However the importance of keeping in regular contact: e-mails and text messages can in no way substitute for the physical presence of a parent, but they can help a child feel connected with family members who are away. Finally, there is the importance of the family’s relations and communication before the migration. Many parents presumably do not migrate unless they think their children can cope in the first place. A factor found to be extremely important is the child’s understanding of, and support for, the family goal. In fact, an individual’s migration can be highly valued within a family: it can give status, not only for the material objects the migration may bring, but in more symbolic form of being the family member who gives for others. Some of these observations might be extrapolated to the situation of children affected by HIV and AIDS.
Moreover it is generally believed that those migrants who have had the courage to leave one country and move to another are often enterprising and entrepreneurial, even if poor. As such, in many countries, migrants often set up small businesses. They however, become easy targets when the general economic conditions in that host country worsen. In other cases, people become migrants because they have fleed worsening conditions or persecution. In that situation, although they may live in another country, it may initially be quite difficult to adapt and change practices and customs. In such situations migrants are clearly seen as different and in worsening economic times can be seen as sapping away resources that could otherwise have been used for local populations.
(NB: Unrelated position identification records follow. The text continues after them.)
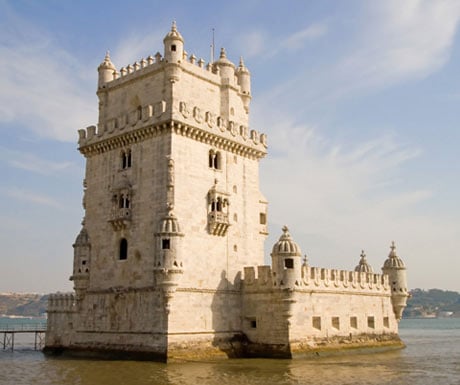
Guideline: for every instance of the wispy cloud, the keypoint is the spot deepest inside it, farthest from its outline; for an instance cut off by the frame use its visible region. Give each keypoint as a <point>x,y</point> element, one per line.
<point>402,40</point>
<point>258,42</point>
<point>30,162</point>
<point>40,83</point>
<point>32,197</point>
<point>299,38</point>
<point>339,198</point>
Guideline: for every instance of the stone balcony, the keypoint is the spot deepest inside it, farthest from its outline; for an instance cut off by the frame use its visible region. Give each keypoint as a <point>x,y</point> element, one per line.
<point>218,223</point>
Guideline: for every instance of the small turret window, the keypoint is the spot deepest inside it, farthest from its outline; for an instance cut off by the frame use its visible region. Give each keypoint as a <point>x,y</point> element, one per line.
<point>289,263</point>
<point>371,322</point>
<point>165,244</point>
<point>124,202</point>
<point>123,249</point>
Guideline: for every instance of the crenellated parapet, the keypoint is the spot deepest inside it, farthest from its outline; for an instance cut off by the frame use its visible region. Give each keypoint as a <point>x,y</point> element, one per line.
<point>209,102</point>
<point>61,303</point>
<point>318,279</point>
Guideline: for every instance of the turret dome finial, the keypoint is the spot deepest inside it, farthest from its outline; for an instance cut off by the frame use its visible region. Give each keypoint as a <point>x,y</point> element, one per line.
<point>363,266</point>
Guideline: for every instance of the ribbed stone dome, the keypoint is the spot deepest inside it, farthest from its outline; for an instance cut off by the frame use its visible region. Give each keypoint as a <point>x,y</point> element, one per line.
<point>393,260</point>
<point>107,63</point>
<point>174,34</point>
<point>286,245</point>
<point>363,266</point>
<point>169,224</point>
<point>223,59</point>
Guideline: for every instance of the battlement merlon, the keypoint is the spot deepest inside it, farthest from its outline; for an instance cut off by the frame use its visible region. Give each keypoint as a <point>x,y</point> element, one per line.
<point>197,124</point>
<point>316,278</point>
<point>223,87</point>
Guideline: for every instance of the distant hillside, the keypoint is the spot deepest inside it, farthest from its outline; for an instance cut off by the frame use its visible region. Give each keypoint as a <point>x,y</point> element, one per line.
<point>26,305</point>
<point>433,302</point>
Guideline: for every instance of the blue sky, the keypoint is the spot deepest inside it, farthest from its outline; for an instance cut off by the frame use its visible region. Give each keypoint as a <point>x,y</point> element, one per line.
<point>359,99</point>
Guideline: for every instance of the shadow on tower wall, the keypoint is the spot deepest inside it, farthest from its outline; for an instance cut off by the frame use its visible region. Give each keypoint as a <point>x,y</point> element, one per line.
<point>226,317</point>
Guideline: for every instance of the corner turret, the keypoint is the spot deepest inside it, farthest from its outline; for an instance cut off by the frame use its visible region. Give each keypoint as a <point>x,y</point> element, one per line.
<point>286,262</point>
<point>225,67</point>
<point>168,258</point>
<point>394,267</point>
<point>173,45</point>
<point>106,71</point>
<point>244,81</point>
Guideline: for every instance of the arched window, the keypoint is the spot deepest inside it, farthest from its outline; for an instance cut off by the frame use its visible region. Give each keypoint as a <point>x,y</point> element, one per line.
<point>128,158</point>
<point>123,250</point>
<point>211,158</point>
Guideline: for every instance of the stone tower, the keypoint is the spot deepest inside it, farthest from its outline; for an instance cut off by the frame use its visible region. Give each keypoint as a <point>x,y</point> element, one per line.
<point>169,261</point>
<point>172,205</point>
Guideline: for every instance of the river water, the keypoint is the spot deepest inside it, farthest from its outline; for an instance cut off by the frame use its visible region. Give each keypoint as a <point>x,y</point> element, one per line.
<point>432,356</point>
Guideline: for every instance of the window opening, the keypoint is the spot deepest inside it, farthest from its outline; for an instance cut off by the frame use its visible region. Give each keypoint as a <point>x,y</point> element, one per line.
<point>263,218</point>
<point>371,322</point>
<point>386,322</point>
<point>336,323</point>
<point>289,263</point>
<point>126,159</point>
<point>123,252</point>
<point>354,322</point>
<point>316,323</point>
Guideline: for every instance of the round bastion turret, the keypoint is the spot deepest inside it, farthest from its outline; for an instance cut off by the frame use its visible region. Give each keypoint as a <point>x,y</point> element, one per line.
<point>173,45</point>
<point>106,71</point>
<point>396,270</point>
<point>286,261</point>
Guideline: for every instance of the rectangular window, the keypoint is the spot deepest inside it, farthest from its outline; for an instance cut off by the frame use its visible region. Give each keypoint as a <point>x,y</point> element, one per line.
<point>371,322</point>
<point>316,323</point>
<point>289,263</point>
<point>165,244</point>
<point>386,322</point>
<point>252,322</point>
<point>354,322</point>
<point>336,323</point>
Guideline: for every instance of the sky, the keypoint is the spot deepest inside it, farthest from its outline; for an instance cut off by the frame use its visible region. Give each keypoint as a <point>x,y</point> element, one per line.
<point>359,100</point>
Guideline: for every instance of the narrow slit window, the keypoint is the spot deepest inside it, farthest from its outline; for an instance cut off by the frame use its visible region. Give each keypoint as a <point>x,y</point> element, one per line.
<point>165,244</point>
<point>123,252</point>
<point>289,263</point>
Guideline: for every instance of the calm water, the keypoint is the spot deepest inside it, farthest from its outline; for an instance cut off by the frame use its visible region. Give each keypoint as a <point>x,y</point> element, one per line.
<point>432,357</point>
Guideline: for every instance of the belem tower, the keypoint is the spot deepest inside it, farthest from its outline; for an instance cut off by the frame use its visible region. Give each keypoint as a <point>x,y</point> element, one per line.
<point>169,263</point>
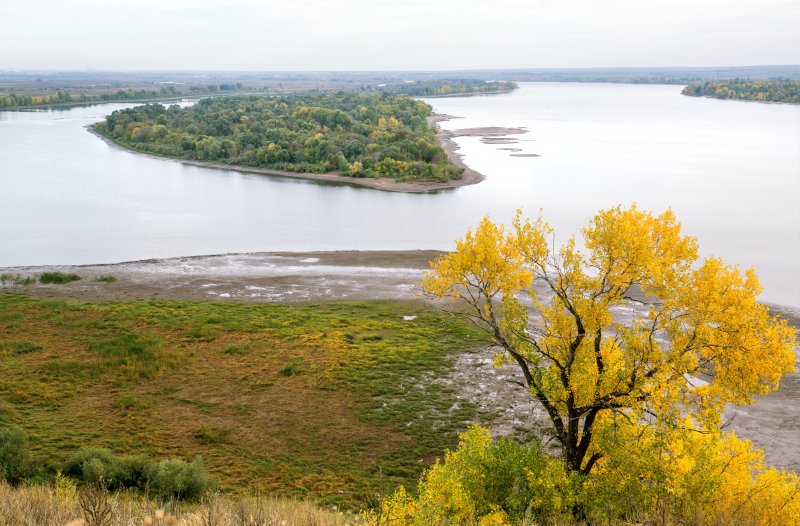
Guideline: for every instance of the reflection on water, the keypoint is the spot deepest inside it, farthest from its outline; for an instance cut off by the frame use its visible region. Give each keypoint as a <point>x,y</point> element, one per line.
<point>730,170</point>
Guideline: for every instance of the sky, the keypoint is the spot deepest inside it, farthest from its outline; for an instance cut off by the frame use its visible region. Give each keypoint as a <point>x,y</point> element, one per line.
<point>356,35</point>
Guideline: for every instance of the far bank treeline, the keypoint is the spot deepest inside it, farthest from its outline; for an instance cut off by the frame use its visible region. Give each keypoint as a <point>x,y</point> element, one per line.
<point>756,90</point>
<point>63,97</point>
<point>356,134</point>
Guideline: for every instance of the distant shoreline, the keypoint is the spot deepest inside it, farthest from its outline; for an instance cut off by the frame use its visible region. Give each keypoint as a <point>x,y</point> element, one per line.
<point>468,177</point>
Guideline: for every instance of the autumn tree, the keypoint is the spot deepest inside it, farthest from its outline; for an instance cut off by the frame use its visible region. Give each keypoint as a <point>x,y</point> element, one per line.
<point>697,339</point>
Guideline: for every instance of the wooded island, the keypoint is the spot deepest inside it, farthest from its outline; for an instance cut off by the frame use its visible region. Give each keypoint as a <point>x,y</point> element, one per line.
<point>357,134</point>
<point>757,90</point>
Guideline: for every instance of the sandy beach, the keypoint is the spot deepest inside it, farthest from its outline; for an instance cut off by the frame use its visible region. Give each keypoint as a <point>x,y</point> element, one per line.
<point>468,177</point>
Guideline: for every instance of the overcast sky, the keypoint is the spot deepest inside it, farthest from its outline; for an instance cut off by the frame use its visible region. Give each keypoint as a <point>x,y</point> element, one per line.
<point>395,34</point>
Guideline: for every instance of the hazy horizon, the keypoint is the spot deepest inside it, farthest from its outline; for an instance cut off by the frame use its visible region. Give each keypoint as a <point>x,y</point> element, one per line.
<point>377,35</point>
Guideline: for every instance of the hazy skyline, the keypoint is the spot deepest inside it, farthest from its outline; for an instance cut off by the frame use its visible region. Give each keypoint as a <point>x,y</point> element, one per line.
<point>383,35</point>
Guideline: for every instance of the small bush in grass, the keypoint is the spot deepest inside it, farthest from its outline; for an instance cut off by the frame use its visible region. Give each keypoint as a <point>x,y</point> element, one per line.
<point>91,464</point>
<point>213,435</point>
<point>58,277</point>
<point>15,455</point>
<point>19,347</point>
<point>292,368</point>
<point>174,478</point>
<point>16,279</point>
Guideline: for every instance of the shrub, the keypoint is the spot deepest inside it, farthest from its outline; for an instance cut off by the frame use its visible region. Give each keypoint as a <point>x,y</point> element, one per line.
<point>58,277</point>
<point>485,482</point>
<point>15,456</point>
<point>92,464</point>
<point>179,479</point>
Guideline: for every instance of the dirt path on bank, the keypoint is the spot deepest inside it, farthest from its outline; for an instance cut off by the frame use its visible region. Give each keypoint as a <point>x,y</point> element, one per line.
<point>773,423</point>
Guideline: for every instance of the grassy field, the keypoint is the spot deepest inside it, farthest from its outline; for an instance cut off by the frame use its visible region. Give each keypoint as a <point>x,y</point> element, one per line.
<point>331,401</point>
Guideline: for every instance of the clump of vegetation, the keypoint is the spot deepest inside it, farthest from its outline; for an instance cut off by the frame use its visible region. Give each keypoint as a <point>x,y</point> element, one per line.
<point>58,277</point>
<point>213,435</point>
<point>757,90</point>
<point>694,479</point>
<point>16,279</point>
<point>19,347</point>
<point>15,456</point>
<point>170,478</point>
<point>357,134</point>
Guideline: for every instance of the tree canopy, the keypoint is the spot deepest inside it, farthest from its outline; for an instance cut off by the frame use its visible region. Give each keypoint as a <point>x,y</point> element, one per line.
<point>698,340</point>
<point>356,134</point>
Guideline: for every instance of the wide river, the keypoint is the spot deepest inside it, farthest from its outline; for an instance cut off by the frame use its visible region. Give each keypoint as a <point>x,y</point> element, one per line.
<point>730,170</point>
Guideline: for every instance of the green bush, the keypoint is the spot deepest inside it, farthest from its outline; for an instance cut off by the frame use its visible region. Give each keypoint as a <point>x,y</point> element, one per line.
<point>179,479</point>
<point>171,478</point>
<point>15,456</point>
<point>91,464</point>
<point>58,277</point>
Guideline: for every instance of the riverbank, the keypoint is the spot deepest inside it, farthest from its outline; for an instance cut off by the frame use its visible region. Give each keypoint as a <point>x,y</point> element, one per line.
<point>303,277</point>
<point>468,177</point>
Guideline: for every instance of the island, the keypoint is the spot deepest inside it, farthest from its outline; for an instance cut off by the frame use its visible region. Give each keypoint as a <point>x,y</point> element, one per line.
<point>341,136</point>
<point>786,91</point>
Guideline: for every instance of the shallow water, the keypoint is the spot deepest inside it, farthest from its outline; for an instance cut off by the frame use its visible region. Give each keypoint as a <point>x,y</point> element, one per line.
<point>730,170</point>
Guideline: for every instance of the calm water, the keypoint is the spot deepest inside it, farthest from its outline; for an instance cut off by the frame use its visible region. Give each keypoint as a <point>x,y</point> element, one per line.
<point>730,170</point>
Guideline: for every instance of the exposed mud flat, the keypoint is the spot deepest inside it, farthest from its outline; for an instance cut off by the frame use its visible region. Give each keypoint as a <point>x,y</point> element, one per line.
<point>772,423</point>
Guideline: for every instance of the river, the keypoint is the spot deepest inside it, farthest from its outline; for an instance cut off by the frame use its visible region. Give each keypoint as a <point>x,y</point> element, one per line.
<point>729,169</point>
Furthermore migrating parents may decide, whether by choice or due to untenable circumstances to leave their children in their country of origin, planning either to return to their household of origin or to reunite much later in their destination country. The decision of one or both parents to migrate and consequently, to leave children behind, may be the result of an individual altruistic decision to send remittances in order to make their family members’ lives better, or the result of household utility maximization that may take into consideration also the risks and perils of travel. Children whose parents are working abroad have a similar profile to those living in mono-parental families resulting from the parents’ separation or from the death of one parent. This shows that, although the work abroad is temporary, the impact on the children could be similar to that of the loss of a parent, through divorce or death.
In conclusion, children whose parents are working abroad should be considered at risk. That would be a first recommendation to children protection authorities, who should find solutions to strengthen the relations between school and the social services system. For many migrants, migration represents an alternative for supporting their families. Nevertheless, while going to work abroad contributes significantly to household incomes, it also has many social costs. Migration also affects social relations. Migration also changes the roles within the family additional tasks must be assumed by those left behind.